Some scholars  define the fundamentals of diplomatics as a method of knowledge organization.  In the nineteenth century diplomatics established the principle of respect de fonds defined by Michel Duchein as “to group, without mixing them [documents] with others, the archives (documents of every kind) created by or coming from an administration, establishment, person, or corporate body.”  From this principle, other scholars have identified a differentiation between organic and non-organic information.  The former is defined as information gathered by an individual in the course of some practical activity; the latter refers to something that is contained in a bibliographic reference.  Respect de fonds, therefore, is about honoring the groups and individuals who have gathered certain documents together.  To put this another way, this principle is a method for studying how individuals create authority for certain documents and place those texts together in a kind of archive with other materials that might explain the collection of records as a whole.  In order to systematize this study, there are several methods diplomatistes (practitioners of diplomatics) utilize.

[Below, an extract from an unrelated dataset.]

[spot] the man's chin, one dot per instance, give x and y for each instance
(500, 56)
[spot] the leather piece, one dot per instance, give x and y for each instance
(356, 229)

With the arrival of new kinds of documents and the recent explosion of information, scholars have been calling for an expansion of the field into these new areas. Francis Blouin tries to create a framework in which such developments could happen.  He identifies two sub-fields within diplomatics.  The first of these focuses on documents themselves.  This is the field practitioners most commonly associate with the word diplomatics, the study of an individual document (often a historical one like a medieval manuscript), and whether or not it is an original or a forgery.  Tied to that kind of study is a second, less well known, but equally important sub-field however that Blouin describes as “organizational context” or the connections between a particular document and the institution in which it was created and the people who created a document for a particular purpose.  He stresses that these two approaches are complementary and cannot be separated from one another.

Bruno Delmas identifies the purpose of diplomatics as a discipline that establishes authority within a particular document.  To do this, he identifies four characteristics: memory, evidence, understanding, and communication as essential elements of any document whether physical or electronic.  Delmas also distinguishes the methods of practice in which all diplomatists must engage.  These include the study of form (or what a document looks like and what its original purpose was), genesis (or the original context of a document), edition (whether a document was added to at a later time), and selection (how a document was chosen to represent a certain type of characteristic such as memory or evidence).  Olivier Guyotjeannin identifies the same basic methods as Delmas, though he describes them slightly differently.  He identifies form, tradition (similar to edition but including a concept of an author’s heritage and whether an author fits within a particular literary tradition), genesis, critique of false (the historical method of determining authenticity from previous scholarship and opinions), and chronology (study of dating of materials and how earlier dates translate into modern ones).  Guyotejeannin further argues (in ways similar to Blouin) that these methods ought to be applied to modern print and electronic materials.

How might diplomatics shape further discussions about authority in scholarly communication?  Fundamentally, all electronic documents, whether they are published through a scholarly journal or deposited in an online repository (and many documents go through both processes), are subject to these questions about authority.  Diplomatics, particularly the concept of “organic information,” I think provides an interesting framework to investigate these questions further.  Documents are a product of various social processes that shape them.  Using a historical and social analysis to determine authority might help reframe some of the ways we talk about establishing authority within the scholarly communication system.